LOOP — What Fed Back Into BOUND

New additions to CLAUDE.md after this session:

DANGER ZONES (added):
  - infrastructure/caddy/ — load balancer config, single point of failure if misconfigured

IRON LAWS (added):
  - Stress tests must distribute load across all validators, never single-node
  - Load balancer health checks must be configured before any performance test

NEVER DO (added):
  - Never run performance benchmarks against a single validator endpoint

Methodology Observations

  1. ROOT_CAUSE gate fired 4 times — each time it correctly identified that the agent was fixing symptoms, not the cause. The gate prevented premature celebration after partial improvements.

  2. The 3-failure step-back rule worked — after 3 consecutive failed hypotheses, the remediation playbook told the agent to "stop fixing, re-examine architecture." This led to looking at the network layer instead of the consensus layer, which found the actual root cause.

  3. Partial improvements were kept — CW=40ms and the lock optimization were genuine improvements even though they were not the root cause. The methodology correctly distinguished between "valid improvement" and "root cause found."

  4. BOUND was respected throughout — despite working inside a DANGER ZONE (consensus/), SysErr stayed at 0.00% and no IRON LAW was violated. The agent operated autonomously within the boundary.

  5. The real root cause was architectural, not code-level — it was a deployment topology issue (HTTP routing), not a code bug. The methodology's MAP stage should have caught this earlier by mapping the "Dependencies" dimension more carefully. This is a lesson for future MAP stages.

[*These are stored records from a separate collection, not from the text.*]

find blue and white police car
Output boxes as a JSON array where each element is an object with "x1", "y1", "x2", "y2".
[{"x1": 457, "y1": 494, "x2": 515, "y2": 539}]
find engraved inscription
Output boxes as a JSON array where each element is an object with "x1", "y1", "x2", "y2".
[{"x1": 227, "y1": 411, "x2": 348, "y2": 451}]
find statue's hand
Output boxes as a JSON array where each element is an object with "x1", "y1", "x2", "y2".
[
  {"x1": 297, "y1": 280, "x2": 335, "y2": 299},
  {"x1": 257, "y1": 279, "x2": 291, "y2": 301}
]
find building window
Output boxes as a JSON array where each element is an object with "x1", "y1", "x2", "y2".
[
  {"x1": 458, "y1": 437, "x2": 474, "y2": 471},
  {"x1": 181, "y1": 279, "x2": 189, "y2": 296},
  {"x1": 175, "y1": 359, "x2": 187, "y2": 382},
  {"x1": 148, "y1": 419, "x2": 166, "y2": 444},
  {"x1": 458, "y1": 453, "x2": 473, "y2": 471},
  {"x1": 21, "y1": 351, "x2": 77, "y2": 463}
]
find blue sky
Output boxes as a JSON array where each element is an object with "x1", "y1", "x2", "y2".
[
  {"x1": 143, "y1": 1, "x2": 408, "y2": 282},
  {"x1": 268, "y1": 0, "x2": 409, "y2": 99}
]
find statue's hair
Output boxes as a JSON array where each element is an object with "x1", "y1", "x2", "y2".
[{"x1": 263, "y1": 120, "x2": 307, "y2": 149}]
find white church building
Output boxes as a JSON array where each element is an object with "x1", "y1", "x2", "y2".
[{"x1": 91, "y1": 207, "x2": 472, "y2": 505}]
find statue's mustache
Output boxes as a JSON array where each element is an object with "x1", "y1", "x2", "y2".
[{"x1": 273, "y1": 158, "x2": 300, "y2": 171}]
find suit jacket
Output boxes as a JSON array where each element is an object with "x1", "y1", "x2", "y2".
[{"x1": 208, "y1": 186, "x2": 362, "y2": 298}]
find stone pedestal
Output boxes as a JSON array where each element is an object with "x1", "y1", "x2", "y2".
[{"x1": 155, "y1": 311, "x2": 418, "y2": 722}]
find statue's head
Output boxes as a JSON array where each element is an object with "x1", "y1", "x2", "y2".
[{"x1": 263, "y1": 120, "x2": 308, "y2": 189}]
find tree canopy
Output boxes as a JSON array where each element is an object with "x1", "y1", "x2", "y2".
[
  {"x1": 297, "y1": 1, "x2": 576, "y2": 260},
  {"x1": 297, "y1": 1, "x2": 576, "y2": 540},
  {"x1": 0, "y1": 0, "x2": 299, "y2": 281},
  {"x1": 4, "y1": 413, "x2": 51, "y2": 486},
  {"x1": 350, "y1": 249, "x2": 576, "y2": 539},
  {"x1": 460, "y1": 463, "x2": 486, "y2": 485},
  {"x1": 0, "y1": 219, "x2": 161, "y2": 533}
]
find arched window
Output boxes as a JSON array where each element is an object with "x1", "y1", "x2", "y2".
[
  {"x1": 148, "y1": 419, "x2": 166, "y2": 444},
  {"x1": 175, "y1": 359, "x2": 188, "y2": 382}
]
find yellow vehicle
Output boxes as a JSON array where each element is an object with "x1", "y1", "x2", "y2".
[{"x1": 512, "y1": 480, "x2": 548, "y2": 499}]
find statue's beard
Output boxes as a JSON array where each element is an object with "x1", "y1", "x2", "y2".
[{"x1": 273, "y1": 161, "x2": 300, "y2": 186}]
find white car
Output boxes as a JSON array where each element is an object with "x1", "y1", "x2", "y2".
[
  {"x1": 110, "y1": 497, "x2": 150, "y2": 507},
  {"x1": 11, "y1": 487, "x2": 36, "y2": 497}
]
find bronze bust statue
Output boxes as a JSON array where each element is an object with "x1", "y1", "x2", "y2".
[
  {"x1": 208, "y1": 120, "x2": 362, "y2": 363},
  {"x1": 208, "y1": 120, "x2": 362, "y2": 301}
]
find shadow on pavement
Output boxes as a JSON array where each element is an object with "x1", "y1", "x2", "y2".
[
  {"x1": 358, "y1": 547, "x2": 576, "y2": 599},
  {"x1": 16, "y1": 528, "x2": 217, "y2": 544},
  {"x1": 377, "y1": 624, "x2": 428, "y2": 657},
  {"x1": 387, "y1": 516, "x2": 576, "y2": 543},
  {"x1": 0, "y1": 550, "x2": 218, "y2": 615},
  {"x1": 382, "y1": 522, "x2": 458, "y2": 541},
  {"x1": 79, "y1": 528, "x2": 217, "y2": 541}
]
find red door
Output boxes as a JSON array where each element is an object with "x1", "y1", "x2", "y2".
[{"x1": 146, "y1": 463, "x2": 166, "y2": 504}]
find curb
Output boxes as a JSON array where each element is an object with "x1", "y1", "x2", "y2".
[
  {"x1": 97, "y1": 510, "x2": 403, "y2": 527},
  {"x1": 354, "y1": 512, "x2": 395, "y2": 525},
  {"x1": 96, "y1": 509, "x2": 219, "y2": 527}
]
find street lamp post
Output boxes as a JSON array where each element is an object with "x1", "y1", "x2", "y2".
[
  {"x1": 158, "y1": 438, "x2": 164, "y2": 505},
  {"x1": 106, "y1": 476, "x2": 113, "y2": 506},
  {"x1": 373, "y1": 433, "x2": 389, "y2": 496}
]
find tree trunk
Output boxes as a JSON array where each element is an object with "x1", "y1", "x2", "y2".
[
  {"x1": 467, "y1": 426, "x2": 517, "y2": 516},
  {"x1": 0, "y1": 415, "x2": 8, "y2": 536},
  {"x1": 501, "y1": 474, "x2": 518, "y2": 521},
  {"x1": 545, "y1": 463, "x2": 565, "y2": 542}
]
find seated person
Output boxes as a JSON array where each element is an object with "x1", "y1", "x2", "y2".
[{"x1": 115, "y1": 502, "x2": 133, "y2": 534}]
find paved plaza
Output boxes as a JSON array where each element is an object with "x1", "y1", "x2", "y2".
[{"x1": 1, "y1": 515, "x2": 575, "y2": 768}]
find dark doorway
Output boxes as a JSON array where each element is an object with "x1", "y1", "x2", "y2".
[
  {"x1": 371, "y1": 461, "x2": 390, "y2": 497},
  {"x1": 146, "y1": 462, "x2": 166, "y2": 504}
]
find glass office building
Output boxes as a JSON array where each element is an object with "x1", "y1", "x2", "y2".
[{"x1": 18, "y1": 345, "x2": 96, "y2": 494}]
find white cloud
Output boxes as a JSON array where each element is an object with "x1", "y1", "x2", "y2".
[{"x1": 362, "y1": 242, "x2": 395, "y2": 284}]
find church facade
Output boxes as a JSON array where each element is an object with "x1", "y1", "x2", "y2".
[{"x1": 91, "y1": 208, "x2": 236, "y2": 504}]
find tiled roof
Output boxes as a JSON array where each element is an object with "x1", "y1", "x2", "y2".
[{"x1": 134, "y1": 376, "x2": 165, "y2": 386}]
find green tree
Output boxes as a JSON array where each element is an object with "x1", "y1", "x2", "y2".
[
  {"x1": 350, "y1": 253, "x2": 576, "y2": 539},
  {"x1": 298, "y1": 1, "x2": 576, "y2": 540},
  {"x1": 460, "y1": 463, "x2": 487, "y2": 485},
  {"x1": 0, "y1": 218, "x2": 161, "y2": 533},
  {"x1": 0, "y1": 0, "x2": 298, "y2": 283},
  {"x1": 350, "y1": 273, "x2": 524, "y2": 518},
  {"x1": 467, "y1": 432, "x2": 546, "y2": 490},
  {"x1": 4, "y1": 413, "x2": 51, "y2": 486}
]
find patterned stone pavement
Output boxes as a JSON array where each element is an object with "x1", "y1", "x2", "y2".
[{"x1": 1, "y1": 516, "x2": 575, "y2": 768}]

  6. The agent caught its own bad experiment — when testing direct multi-gateway, it ran 4x full stress (4x total load) instead of 1x distributed load. It identified the flaw before drawing wrong conclusions. The ROOT_CAUSE gate prevented a false negative ("direct is worse than Caddy") from corrupting the research.

  7. Soak stability was the real breakthrough — TPS variance dropping from 40.6% to 1.6% matters more than raw TPS numbers. A system that delivers 10K TPS consistently is more valuable in production than one that swings between 8K and 20K.